Friday afternoon the Tampa Bay Rays will begin their 2025 regular season against the Colorado Rockies not at Tropicana Field, but at George M. Steinbrenner Field in Tampa. The Trop was badly damaged by Hurricane Milton in October and the Rays will play their home games this season at GMS Field, the spring training home of the New York Yankees.
The Rays’ Opening Day game comes two weeks after owner Stu Sternberg backed out of a deal to build a new $1.3 billion ballpark in St. Petersburg, essentially on the other side of the Trop’s parking lot. “After careful deliberation, we have concluded we cannot move forward with the new ballpark and development project at this moment,” Sternberg wrote in a statement.
What comes next for the Rays is unclear. They will play 2025 home games in GMS Field and hope to play in a repaired Tropicana Field in 2026. What happens long-term is anyone’s guess. This week, commissioner Rob Manfred put the onus on Sternberg to come up with a plan for the future. Here’s what Manfred said on a SiriusXM Radio interview (via the Tampa Bay Times):
“I think the most important point now is that the Rays and Mr. Sternberg have to come up with a ‘go forward’ plan, what it is they intend to do. I don’t think it’s realistic to play indefinitely in a repaired (Tropicana Field). But they’ve got to tell the other clubs and I think they’ve got to tell their fan base that they have a plan for making it work in Tampa Bay.”
Manfred reiterated that he seems the Tampa-St. Petersburg region as a major-league market even though the Rays have ranked near the bottom of the league in attendance even when they were among the league’s best teams. A move into Tampa itself, allowing the team to draw from the larger population center, would be ideal, though efforts to do so have failed to progress.

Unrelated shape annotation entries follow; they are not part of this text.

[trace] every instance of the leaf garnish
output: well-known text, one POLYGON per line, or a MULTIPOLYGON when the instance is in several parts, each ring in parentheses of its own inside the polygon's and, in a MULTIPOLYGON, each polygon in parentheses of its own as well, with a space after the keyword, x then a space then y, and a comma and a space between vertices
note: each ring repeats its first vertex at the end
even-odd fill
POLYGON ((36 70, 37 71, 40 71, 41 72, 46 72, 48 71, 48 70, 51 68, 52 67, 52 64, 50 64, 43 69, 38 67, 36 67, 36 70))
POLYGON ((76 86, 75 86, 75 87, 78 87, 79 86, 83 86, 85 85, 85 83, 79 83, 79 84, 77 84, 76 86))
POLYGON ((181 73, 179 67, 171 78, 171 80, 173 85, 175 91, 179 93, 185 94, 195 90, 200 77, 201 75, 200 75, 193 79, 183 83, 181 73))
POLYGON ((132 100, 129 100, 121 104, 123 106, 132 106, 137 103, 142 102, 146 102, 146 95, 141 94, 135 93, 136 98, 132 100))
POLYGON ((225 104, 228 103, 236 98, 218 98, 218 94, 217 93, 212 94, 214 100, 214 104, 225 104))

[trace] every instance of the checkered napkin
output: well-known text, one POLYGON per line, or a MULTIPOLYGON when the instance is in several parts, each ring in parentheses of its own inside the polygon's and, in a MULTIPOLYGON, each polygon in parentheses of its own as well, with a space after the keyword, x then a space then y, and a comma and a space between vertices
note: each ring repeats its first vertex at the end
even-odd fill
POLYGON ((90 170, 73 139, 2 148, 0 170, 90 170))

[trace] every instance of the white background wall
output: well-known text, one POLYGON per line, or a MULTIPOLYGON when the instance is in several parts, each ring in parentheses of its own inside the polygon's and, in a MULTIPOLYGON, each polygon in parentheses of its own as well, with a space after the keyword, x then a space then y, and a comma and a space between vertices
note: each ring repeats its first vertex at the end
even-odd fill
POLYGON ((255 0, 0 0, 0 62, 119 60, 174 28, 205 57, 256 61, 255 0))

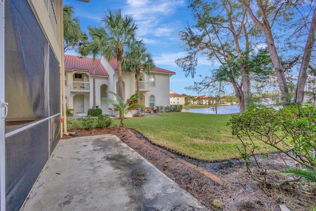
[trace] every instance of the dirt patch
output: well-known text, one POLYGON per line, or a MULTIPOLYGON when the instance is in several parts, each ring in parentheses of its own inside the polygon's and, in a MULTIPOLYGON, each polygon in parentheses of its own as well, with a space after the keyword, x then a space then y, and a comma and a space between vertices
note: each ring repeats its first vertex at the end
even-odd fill
MULTIPOLYGON (((103 134, 116 135, 130 147, 153 164, 181 187, 189 192, 210 210, 210 204, 215 199, 224 205, 224 211, 280 211, 279 206, 285 205, 291 211, 312 211, 316 209, 316 184, 304 182, 285 183, 268 187, 254 181, 245 172, 242 161, 234 159, 219 162, 205 162, 171 154, 152 144, 150 140, 138 131, 119 127, 75 131, 79 136, 103 134), (186 165, 183 159, 220 178, 221 184, 214 181, 200 170, 186 165), (308 191, 306 186, 308 186, 308 191), (304 190, 302 187, 304 187, 304 190)), ((64 136, 63 139, 73 137, 64 136)), ((272 170, 287 165, 295 166, 285 156, 270 155, 260 160, 270 165, 272 170)), ((141 176, 140 177, 141 179, 141 176)), ((274 179, 282 181, 283 177, 274 179)))

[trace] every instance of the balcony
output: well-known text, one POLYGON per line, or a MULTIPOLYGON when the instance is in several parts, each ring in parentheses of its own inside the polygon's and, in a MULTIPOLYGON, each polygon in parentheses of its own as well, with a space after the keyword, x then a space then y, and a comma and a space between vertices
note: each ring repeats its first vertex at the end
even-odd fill
POLYGON ((56 35, 57 33, 57 18, 56 16, 55 7, 54 6, 54 1, 53 0, 44 0, 44 3, 45 3, 45 6, 46 6, 46 8, 47 10, 50 22, 56 35))
MULTIPOLYGON (((142 81, 140 81, 138 82, 139 83, 139 90, 140 91, 150 91, 150 82, 143 82, 142 81)), ((137 89, 137 84, 136 84, 137 83, 137 82, 135 82, 135 90, 137 89)))
POLYGON ((90 83, 82 82, 73 82, 70 90, 72 91, 90 91, 90 83))

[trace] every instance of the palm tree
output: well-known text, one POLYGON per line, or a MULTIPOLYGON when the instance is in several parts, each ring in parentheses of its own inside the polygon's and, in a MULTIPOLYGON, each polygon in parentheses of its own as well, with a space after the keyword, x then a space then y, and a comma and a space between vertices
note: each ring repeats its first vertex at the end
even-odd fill
POLYGON ((95 97, 95 59, 97 55, 101 54, 102 48, 106 44, 107 34, 103 27, 91 27, 88 26, 91 41, 86 41, 81 43, 79 53, 83 56, 92 55, 92 79, 93 105, 92 108, 96 107, 95 97))
POLYGON ((117 102, 113 99, 107 97, 103 97, 101 100, 102 102, 110 104, 114 106, 114 112, 116 112, 116 114, 118 114, 119 115, 120 126, 122 127, 124 126, 124 119, 125 118, 125 116, 129 111, 135 108, 144 107, 144 106, 141 104, 132 103, 133 101, 137 100, 139 97, 137 93, 131 96, 129 99, 125 102, 118 95, 113 91, 106 91, 106 92, 109 92, 114 95, 116 98, 117 102))
POLYGON ((123 16, 120 10, 112 11, 108 10, 102 19, 108 35, 108 43, 102 51, 109 61, 112 56, 118 60, 118 93, 123 99, 123 80, 122 79, 122 61, 124 48, 128 46, 135 39, 138 28, 130 16, 123 16))
MULTIPOLYGON (((150 71, 155 68, 155 64, 152 54, 147 52, 143 40, 135 41, 125 55, 127 65, 130 70, 135 71, 136 74, 136 93, 139 96, 139 78, 141 71, 145 74, 150 75, 150 71)), ((137 102, 140 103, 139 97, 137 102)), ((140 108, 138 109, 140 114, 140 108)))
POLYGON ((64 52, 76 48, 80 42, 87 39, 87 35, 81 31, 79 20, 74 17, 74 14, 75 8, 72 4, 63 6, 64 52))

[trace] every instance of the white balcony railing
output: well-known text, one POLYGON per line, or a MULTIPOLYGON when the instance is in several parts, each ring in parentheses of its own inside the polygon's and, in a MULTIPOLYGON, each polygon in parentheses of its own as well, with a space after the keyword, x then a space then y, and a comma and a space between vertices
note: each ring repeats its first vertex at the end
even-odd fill
POLYGON ((72 91, 90 91, 90 83, 73 82, 71 84, 72 91))
MULTIPOLYGON (((149 91, 150 90, 150 82, 143 82, 142 81, 140 81, 138 82, 139 83, 139 90, 140 91, 149 91)), ((135 82, 135 89, 137 88, 137 84, 136 84, 137 82, 135 82)))

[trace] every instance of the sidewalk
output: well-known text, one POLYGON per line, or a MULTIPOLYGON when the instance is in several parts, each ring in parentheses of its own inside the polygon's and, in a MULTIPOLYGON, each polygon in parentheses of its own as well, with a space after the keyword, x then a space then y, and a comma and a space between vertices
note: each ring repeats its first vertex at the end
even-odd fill
POLYGON ((62 139, 21 211, 207 211, 117 136, 62 139))

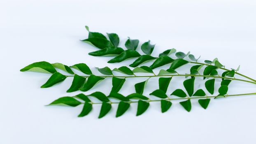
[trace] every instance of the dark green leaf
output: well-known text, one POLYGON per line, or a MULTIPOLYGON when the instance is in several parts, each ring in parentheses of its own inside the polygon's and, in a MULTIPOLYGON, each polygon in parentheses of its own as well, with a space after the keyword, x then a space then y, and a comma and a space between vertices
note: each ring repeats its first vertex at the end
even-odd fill
POLYGON ((135 91, 136 93, 142 95, 143 93, 144 88, 147 82, 148 79, 144 81, 141 82, 139 83, 136 84, 134 86, 135 87, 135 91))
POLYGON ((176 52, 176 50, 175 49, 172 49, 166 50, 163 53, 159 54, 159 57, 162 56, 169 56, 170 54, 175 53, 176 52))
POLYGON ((190 53, 190 52, 189 52, 187 54, 186 54, 182 52, 178 52, 175 53, 175 55, 176 56, 177 58, 179 58, 183 59, 186 56, 189 55, 189 53, 190 53))
POLYGON ((108 96, 108 98, 115 98, 117 99, 124 101, 129 101, 130 100, 124 96, 120 93, 110 93, 109 95, 108 96))
POLYGON ((93 96, 102 102, 108 102, 109 101, 107 97, 104 93, 96 91, 88 95, 93 96))
POLYGON ((177 68, 189 63, 189 62, 183 59, 177 59, 172 63, 170 68, 175 70, 177 68))
POLYGON ((113 75, 111 70, 108 67, 105 67, 103 68, 99 68, 98 67, 96 67, 98 70, 98 71, 101 73, 105 75, 113 75))
POLYGON ((215 79, 211 79, 206 81, 205 84, 206 89, 212 95, 214 93, 214 84, 215 81, 215 79))
POLYGON ((191 96, 194 93, 194 81, 195 77, 193 77, 191 79, 186 79, 183 82, 183 85, 190 96, 191 96))
POLYGON ((81 91, 86 91, 91 88, 99 81, 104 79, 104 77, 96 76, 93 74, 91 75, 88 77, 87 81, 80 88, 80 90, 81 91))
POLYGON ((158 80, 159 89, 166 93, 169 84, 172 79, 172 77, 160 77, 158 80))
POLYGON ((77 69, 81 71, 84 74, 92 74, 93 73, 91 72, 90 68, 85 63, 81 63, 78 64, 75 64, 73 66, 70 67, 75 69, 77 69))
POLYGON ((128 39, 127 39, 125 45, 126 48, 128 49, 130 49, 133 50, 136 50, 138 47, 138 44, 139 44, 139 41, 138 39, 131 39, 129 37, 128 37, 128 39))
POLYGON ((124 114, 130 107, 130 104, 123 101, 121 101, 118 104, 118 107, 116 111, 116 117, 118 117, 121 116, 124 114))
POLYGON ((112 78, 112 89, 111 92, 117 93, 122 88, 122 86, 126 81, 125 79, 120 79, 116 77, 112 78))
POLYGON ((154 50, 156 44, 151 44, 150 41, 144 43, 141 45, 141 50, 146 54, 150 55, 154 50))
POLYGON ((189 112, 190 111, 190 110, 191 110, 191 102, 190 99, 189 99, 184 102, 179 102, 179 103, 187 111, 189 112))
POLYGON ((52 74, 57 72, 56 70, 51 64, 46 61, 33 63, 21 69, 20 71, 21 72, 30 71, 52 74))
POLYGON ((207 98, 206 99, 201 99, 198 100, 198 102, 200 105, 202 107, 205 109, 206 109, 207 107, 208 107, 209 103, 210 102, 210 100, 211 100, 209 98, 207 98))
POLYGON ((84 95, 83 93, 80 93, 75 96, 74 96, 73 97, 76 98, 79 98, 80 100, 82 100, 86 102, 91 102, 91 101, 90 100, 88 97, 86 95, 84 95))
POLYGON ((118 72, 128 75, 133 75, 133 72, 129 68, 123 66, 119 68, 115 68, 113 70, 114 71, 118 72))
POLYGON ((156 58, 153 57, 149 55, 142 55, 139 57, 137 60, 135 60, 133 63, 130 65, 129 66, 131 67, 135 67, 141 64, 156 58))
POLYGON ((123 49, 120 47, 110 46, 100 50, 88 53, 93 56, 116 56, 119 55, 123 51, 123 49))
POLYGON ((140 67, 135 67, 133 70, 133 72, 134 73, 137 72, 144 72, 144 73, 151 73, 154 74, 153 70, 150 67, 147 67, 147 66, 142 66, 140 67))
POLYGON ((103 102, 102 103, 102 105, 101 105, 100 112, 100 115, 99 116, 98 118, 100 118, 105 116, 106 114, 107 114, 109 111, 111 109, 111 105, 108 103, 103 102))
POLYGON ((82 40, 82 41, 91 44, 100 49, 103 49, 106 47, 113 46, 111 42, 107 39, 102 38, 89 38, 86 39, 82 40))
POLYGON ((49 79, 41 86, 41 88, 46 88, 51 87, 54 84, 61 82, 67 78, 67 76, 65 76, 61 73, 56 72, 52 74, 51 76, 50 77, 49 79))
POLYGON ((54 63, 51 64, 54 67, 58 68, 71 74, 74 74, 71 69, 68 66, 64 65, 61 63, 54 63))
POLYGON ((83 117, 88 114, 93 109, 93 105, 91 104, 88 102, 85 102, 84 105, 83 110, 80 114, 78 115, 78 117, 83 117))
POLYGON ((75 99, 70 97, 64 97, 59 98, 49 104, 51 105, 62 105, 76 107, 81 103, 75 99))
POLYGON ((118 46, 119 44, 119 41, 118 35, 114 33, 107 33, 107 35, 108 37, 109 37, 109 40, 110 40, 110 42, 111 42, 112 44, 116 46, 118 46))
POLYGON ((149 108, 149 102, 141 100, 139 100, 138 102, 137 113, 136 116, 138 116, 144 113, 149 108))
POLYGON ((181 98, 185 98, 187 96, 184 91, 180 89, 177 89, 174 91, 171 95, 174 95, 181 98))
POLYGON ((205 93, 202 89, 199 89, 196 91, 195 93, 193 95, 193 96, 205 96, 205 93))
POLYGON ((162 112, 164 113, 168 110, 172 106, 172 102, 170 101, 161 100, 161 110, 162 112))
POLYGON ((193 54, 190 54, 189 55, 189 59, 190 59, 191 60, 192 60, 195 61, 197 61, 198 60, 199 58, 200 58, 200 57, 201 56, 199 56, 199 57, 198 59, 196 59, 195 58, 195 56, 193 55, 193 54))
POLYGON ((156 90, 150 93, 149 95, 154 95, 157 97, 161 98, 167 98, 167 95, 165 94, 164 91, 161 90, 156 90))
POLYGON ((129 95, 127 95, 126 98, 129 99, 139 99, 143 100, 149 100, 148 98, 137 93, 134 93, 129 95))
POLYGON ((75 74, 74 76, 72 84, 69 89, 67 91, 67 93, 71 93, 78 91, 84 84, 86 79, 86 78, 75 74))
POLYGON ((221 86, 226 85, 227 86, 228 86, 228 85, 230 82, 231 82, 231 80, 230 79, 223 79, 221 81, 221 86))
POLYGON ((140 56, 140 54, 137 51, 133 49, 128 49, 123 51, 119 55, 109 60, 107 63, 120 63, 127 59, 138 57, 140 56))
POLYGON ((172 62, 174 60, 168 56, 161 56, 158 58, 149 67, 154 69, 156 67, 166 65, 172 62))
POLYGON ((220 95, 224 95, 227 94, 228 90, 228 86, 223 85, 219 88, 219 93, 220 95))

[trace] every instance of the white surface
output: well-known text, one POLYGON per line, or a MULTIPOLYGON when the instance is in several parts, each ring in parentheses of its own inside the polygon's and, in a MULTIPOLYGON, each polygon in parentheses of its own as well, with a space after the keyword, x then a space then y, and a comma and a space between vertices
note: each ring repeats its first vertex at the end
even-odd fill
MULTIPOLYGON (((153 56, 175 48, 201 55, 201 60, 217 57, 227 67, 241 65, 240 72, 256 78, 256 7, 254 0, 1 1, 0 143, 254 144, 255 95, 212 100, 206 110, 193 101, 189 113, 174 102, 162 114, 160 104, 152 102, 138 117, 134 104, 117 118, 116 106, 100 119, 97 118, 100 106, 95 106, 88 116, 79 118, 82 106, 44 106, 79 93, 65 93, 71 79, 42 89, 49 75, 19 70, 42 60, 111 68, 133 61, 110 64, 106 62, 109 58, 88 55, 97 49, 79 40, 87 37, 87 25, 93 31, 117 33, 121 46, 127 36, 142 42, 150 39, 156 43, 153 56)), ((121 93, 135 91, 136 81, 130 81, 121 93)), ((110 81, 85 93, 108 93, 111 86, 106 84, 110 81)), ((158 86, 149 83, 146 95, 158 86)), ((168 93, 181 84, 172 81, 168 93)), ((255 92, 255 88, 234 82, 229 91, 255 92)))

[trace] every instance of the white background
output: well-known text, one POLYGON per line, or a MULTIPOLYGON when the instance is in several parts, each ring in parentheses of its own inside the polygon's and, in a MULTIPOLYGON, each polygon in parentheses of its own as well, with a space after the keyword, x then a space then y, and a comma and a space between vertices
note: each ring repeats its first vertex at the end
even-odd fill
MULTIPOLYGON (((138 117, 135 104, 118 118, 113 105, 100 119, 100 106, 95 105, 88 116, 77 118, 82 105, 44 106, 79 93, 65 92, 71 78, 42 89, 49 75, 19 70, 45 60, 84 63, 96 73, 94 67, 113 68, 133 62, 108 64, 110 58, 88 55, 98 49, 79 41, 87 37, 86 25, 92 31, 117 33, 123 47, 128 36, 139 39, 140 47, 150 39, 156 44, 154 56, 175 48, 201 56, 200 62, 217 57, 226 67, 241 65, 241 73, 256 78, 256 7, 254 0, 1 1, 0 143, 254 144, 256 95, 212 100, 207 110, 193 100, 189 113, 173 102, 162 114, 160 104, 152 102, 138 117)), ((187 70, 185 67, 179 70, 187 70)), ((143 80, 127 80, 120 92, 134 92, 133 84, 143 80)), ((106 79, 85 93, 108 93, 111 81, 106 79)), ((145 95, 157 88, 156 81, 150 80, 145 95)), ((203 86, 198 84, 197 88, 203 86)), ((252 84, 232 82, 230 86, 230 94, 256 92, 252 84)), ((180 79, 174 79, 168 93, 182 86, 180 79)))

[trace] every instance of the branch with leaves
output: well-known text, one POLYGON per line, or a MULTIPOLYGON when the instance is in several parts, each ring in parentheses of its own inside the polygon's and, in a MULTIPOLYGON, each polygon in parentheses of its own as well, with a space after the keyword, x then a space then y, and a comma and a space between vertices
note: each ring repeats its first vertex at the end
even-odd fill
POLYGON ((165 112, 172 105, 172 101, 180 100, 180 105, 187 111, 190 111, 192 105, 191 99, 198 99, 199 104, 206 109, 211 98, 217 99, 256 94, 256 93, 233 95, 228 94, 228 86, 233 81, 256 84, 255 80, 237 72, 240 66, 235 70, 228 70, 226 69, 216 58, 213 60, 205 60, 205 63, 199 63, 198 61, 200 56, 196 58, 189 52, 186 54, 182 52, 176 52, 176 50, 175 49, 165 51, 160 53, 158 57, 152 57, 151 55, 155 45, 151 44, 150 40, 141 45, 141 49, 145 54, 142 55, 136 51, 139 43, 138 39, 132 39, 128 37, 125 44, 125 47, 128 49, 124 50, 118 47, 119 39, 117 34, 107 33, 109 38, 108 39, 103 34, 90 32, 87 26, 86 28, 89 32, 88 37, 82 41, 101 49, 99 51, 89 53, 89 55, 94 56, 115 56, 108 62, 109 63, 119 63, 128 58, 137 58, 133 63, 129 65, 133 69, 132 70, 126 66, 113 70, 107 67, 96 67, 101 74, 99 75, 93 74, 89 67, 83 63, 68 66, 61 63, 51 64, 47 62, 41 61, 32 63, 21 69, 21 72, 34 71, 51 74, 51 75, 49 79, 41 86, 42 88, 51 87, 64 81, 67 78, 72 78, 73 81, 70 88, 67 90, 67 93, 78 91, 87 91, 93 88, 94 86, 105 79, 112 79, 112 88, 108 94, 104 94, 100 91, 89 95, 81 93, 74 96, 61 97, 54 100, 49 105, 76 107, 83 104, 83 109, 78 115, 79 117, 81 117, 89 113, 92 109, 93 105, 100 104, 101 105, 101 108, 98 117, 100 118, 109 111, 112 104, 118 104, 116 116, 119 117, 127 111, 131 103, 137 103, 137 108, 136 116, 139 116, 147 110, 150 105, 150 103, 151 102, 160 102, 161 111, 165 112), (172 58, 170 57, 171 55, 175 55, 177 58, 172 58), (187 59, 191 61, 185 60, 187 58, 187 59), (152 60, 154 61, 149 67, 139 67, 142 63, 152 60), (177 70, 182 66, 190 67, 188 65, 189 63, 193 65, 189 67, 190 73, 178 72, 177 70), (157 74, 154 72, 155 68, 168 64, 170 64, 170 67, 168 69, 161 70, 157 74), (58 70, 57 71, 57 70, 62 70, 68 75, 62 74, 58 70), (84 74, 79 75, 74 72, 74 70, 79 71, 84 74), (116 72, 123 75, 116 75, 115 73, 116 72), (138 75, 138 73, 144 73, 144 74, 138 75), (236 75, 242 76, 246 79, 235 78, 235 76, 236 75), (176 89, 173 90, 171 93, 167 94, 168 88, 172 78, 178 77, 186 78, 183 83, 183 86, 186 91, 182 89, 176 89), (147 79, 135 85, 135 93, 124 96, 119 93, 125 81, 128 79, 132 80, 133 78, 139 77, 147 78, 147 79), (144 88, 148 81, 152 77, 159 77, 158 88, 151 92, 149 94, 151 96, 156 98, 158 99, 157 100, 151 100, 149 96, 143 94, 144 88), (207 93, 202 88, 194 89, 196 78, 201 78, 204 80, 207 93), (221 83, 218 89, 219 94, 214 95, 214 87, 216 86, 215 83, 216 79, 221 80, 221 83), (93 102, 89 98, 90 97, 94 97, 101 102, 93 102), (117 99, 119 101, 112 102, 112 99, 117 99))

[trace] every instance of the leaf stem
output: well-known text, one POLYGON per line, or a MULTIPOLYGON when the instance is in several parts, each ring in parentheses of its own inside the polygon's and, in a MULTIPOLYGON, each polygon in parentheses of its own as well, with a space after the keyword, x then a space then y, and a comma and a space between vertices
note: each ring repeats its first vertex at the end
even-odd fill
MULTIPOLYGON (((74 76, 66 76, 66 77, 74 77, 74 76)), ((89 76, 81 76, 81 77, 88 77, 89 76)), ((236 81, 242 81, 246 82, 249 83, 251 83, 253 84, 256 84, 256 81, 254 82, 250 81, 247 81, 246 80, 239 79, 235 79, 232 78, 231 77, 222 77, 219 76, 211 76, 211 75, 195 75, 195 74, 169 74, 169 75, 149 75, 149 76, 97 76, 97 77, 123 77, 125 78, 136 78, 136 77, 180 77, 180 76, 185 76, 185 77, 212 77, 214 78, 220 78, 220 79, 228 79, 230 80, 233 80, 236 81)))

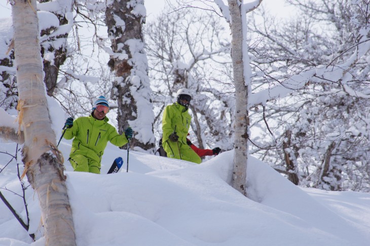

Earlier this month it was reported Manfred and “some other owners” are pushing Sternberg to sell the Rays. That was even before Sternberg backed out of the ballpark deal. A new owner could rekindle the St. Petersburg project, try for a new ballpark in Tampa or the surrounding area, or relocate the team entirely. Anything becomes possible once a sale happens.
The Rays went 80-82 last season and reduced their Opening Day payroll from $98.9 million last year to $74.9 million this year, per Cot’s Baseball Contracts. Season ticket sales at GMS Field, which seats just over 11,000, are reportedly very strong.